The former owners never had an outside sales force at Richardson. “We hired four manufacturer’s reps we worked with formerly, and now they are making sales calls. Two of the four are experienced with our new product,” Tassone says.

“There was a lot of low-hanging fruit,” Werner says, in terms of better employing existing assets and securing additional business from existing customers. By making relatively modest investments in equipment, “our production capacity has increased over 35 percent, and we are running in a safer environment. We installed a new computer system to better track product flow and help expedite quoting to customers,” he adds.

Employees are doing more cross training, which helps to resolve bottlenecks or vacancies.
Cross training, which helps to resolve bottlenecks or vacancies
Employees are doing more cross training, which helps to resolve bottlenecks or vacancies.
“Richardson is a very good, customer-focused company,” according to Tassone, but he and Werner “want to take it up another notch for customer service and for quality.” The company initiated bonus programs to incentivize the production of quality parts.

A major goal for the new GM “is to change the culture of the company. Previous owners were not as involved,” Tassone says. “We are trying to get everyone on the same page. Get quotes out quicker, make parts perfectly and deliver as needed. Some of the people who weren’t on board fell by the wayside. Others are doing well.”

According to Rieke, Richardson Metals needed “someone in the plant to lead the team. The first task was changing the older culture. John and Rick’s shared vision is different —preaching teamwork, working for each other and not just for yourselves.

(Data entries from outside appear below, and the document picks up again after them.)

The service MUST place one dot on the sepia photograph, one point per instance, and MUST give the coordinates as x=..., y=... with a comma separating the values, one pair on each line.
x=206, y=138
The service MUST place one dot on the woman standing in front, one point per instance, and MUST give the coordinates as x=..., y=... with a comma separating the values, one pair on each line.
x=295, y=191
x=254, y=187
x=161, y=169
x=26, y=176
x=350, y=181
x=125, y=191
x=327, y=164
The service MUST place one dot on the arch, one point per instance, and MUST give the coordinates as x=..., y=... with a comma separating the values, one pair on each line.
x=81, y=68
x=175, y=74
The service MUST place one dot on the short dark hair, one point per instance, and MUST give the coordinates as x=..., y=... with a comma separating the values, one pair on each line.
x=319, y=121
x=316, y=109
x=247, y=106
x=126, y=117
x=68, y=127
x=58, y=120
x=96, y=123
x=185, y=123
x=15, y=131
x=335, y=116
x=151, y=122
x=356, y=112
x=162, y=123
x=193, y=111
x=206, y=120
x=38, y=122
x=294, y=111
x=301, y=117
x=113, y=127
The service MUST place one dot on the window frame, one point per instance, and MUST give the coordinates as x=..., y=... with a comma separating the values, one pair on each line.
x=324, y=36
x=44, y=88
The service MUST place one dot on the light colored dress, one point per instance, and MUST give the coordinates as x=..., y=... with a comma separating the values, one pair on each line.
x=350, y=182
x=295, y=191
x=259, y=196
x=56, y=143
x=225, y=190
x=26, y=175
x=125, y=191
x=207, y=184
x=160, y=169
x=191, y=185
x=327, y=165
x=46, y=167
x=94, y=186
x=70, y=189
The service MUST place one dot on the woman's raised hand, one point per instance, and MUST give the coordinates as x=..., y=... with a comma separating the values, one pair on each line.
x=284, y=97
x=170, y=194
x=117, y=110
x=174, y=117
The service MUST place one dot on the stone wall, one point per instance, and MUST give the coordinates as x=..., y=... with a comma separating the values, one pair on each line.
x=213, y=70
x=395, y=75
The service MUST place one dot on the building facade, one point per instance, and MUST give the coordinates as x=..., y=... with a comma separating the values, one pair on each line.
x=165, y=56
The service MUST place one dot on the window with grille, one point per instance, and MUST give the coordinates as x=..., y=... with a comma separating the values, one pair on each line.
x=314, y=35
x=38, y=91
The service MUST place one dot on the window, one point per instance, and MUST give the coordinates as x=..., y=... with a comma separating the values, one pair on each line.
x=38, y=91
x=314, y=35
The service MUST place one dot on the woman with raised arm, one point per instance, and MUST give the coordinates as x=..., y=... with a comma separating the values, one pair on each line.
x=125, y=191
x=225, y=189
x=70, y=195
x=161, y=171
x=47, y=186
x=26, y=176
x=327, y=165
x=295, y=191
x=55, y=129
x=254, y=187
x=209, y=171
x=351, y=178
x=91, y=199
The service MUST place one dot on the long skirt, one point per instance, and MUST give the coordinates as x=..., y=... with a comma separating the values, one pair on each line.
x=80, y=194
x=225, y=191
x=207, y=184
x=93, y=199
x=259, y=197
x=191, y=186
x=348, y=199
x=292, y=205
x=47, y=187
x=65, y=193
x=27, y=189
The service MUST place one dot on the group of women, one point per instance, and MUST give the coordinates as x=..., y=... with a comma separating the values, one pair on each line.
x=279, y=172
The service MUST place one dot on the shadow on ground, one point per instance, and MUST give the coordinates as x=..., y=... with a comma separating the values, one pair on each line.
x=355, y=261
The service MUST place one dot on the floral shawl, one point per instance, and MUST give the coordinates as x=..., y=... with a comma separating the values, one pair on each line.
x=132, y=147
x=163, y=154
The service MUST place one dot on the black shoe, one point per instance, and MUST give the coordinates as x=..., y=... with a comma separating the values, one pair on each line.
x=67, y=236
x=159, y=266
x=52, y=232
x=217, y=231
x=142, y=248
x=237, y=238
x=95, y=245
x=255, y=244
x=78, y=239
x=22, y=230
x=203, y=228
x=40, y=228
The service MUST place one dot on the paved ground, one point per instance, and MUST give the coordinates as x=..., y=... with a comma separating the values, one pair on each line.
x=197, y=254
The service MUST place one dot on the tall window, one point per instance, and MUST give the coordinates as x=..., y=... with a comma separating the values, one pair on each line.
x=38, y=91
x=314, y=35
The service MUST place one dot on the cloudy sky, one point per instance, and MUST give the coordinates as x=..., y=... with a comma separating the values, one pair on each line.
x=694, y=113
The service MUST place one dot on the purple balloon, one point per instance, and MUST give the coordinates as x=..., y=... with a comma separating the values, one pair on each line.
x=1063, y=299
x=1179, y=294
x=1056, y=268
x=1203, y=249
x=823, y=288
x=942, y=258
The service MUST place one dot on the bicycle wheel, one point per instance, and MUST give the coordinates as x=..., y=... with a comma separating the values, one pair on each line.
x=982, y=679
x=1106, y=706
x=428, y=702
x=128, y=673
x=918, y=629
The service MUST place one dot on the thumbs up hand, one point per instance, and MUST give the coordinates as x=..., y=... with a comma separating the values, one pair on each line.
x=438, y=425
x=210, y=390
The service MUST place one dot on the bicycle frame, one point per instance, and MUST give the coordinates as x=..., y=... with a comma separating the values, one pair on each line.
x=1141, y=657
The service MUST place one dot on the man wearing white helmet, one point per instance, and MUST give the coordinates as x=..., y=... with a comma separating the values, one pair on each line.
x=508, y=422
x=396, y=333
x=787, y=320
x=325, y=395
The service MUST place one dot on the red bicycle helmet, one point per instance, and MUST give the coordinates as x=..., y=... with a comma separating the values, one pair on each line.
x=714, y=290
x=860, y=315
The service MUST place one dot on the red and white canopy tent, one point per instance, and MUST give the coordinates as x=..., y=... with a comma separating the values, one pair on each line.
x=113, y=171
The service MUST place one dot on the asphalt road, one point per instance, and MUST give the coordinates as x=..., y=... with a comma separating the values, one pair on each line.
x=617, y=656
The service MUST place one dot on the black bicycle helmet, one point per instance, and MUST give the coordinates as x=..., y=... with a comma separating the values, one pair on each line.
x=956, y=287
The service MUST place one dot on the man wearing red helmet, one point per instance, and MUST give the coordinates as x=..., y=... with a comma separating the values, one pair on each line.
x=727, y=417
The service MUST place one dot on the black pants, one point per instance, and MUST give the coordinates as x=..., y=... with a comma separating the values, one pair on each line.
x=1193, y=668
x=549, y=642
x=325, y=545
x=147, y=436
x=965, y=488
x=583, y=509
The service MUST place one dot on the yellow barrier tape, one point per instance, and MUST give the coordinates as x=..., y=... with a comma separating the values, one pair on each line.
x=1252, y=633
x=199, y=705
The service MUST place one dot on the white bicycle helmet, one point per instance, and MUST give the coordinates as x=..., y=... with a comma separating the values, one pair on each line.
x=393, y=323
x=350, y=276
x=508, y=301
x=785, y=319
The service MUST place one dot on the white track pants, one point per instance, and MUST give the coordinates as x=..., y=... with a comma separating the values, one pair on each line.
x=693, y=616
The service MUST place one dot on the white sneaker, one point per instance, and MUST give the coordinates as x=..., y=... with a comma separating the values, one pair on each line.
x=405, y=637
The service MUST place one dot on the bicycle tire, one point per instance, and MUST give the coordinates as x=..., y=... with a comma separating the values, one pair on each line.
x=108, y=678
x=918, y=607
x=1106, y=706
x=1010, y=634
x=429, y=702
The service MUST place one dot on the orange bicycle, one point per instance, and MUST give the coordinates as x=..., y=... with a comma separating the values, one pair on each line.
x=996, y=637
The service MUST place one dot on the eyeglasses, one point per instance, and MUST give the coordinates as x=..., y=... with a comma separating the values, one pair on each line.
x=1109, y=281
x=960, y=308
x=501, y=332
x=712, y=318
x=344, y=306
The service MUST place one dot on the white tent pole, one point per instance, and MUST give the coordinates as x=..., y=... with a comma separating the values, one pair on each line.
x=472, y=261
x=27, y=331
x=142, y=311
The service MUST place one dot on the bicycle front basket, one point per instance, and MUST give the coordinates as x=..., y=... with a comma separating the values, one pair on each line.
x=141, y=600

“We are doing more cross training, which helps to resolve bottlenecks or vacancies, and we are stabilizing the workforce by creating an environment where people want to come to work. I want to make sure employees feel they are valued, and that their being here means a lot to us,” Rieke says. “We are a small company. When someone is sick or on vacation, someone else has to step in and fill that role. We have laid out expectations for everyone.”

Rieke says the company seeks to continually improve quality. “That starts with awareness of what we are doing and how to meet customer expectations. Safety awareness is also paramount. People must be safe at work,” he adds.

According to Werner, “We brought principles with us that helped make us successful in the past and we try to replicate them in our new venture. We want to provide our employees with a stable and safe work environment. We work with our employees to increase production and quality. And we work to expand sales to provide better opportunities for all employees and our customers.”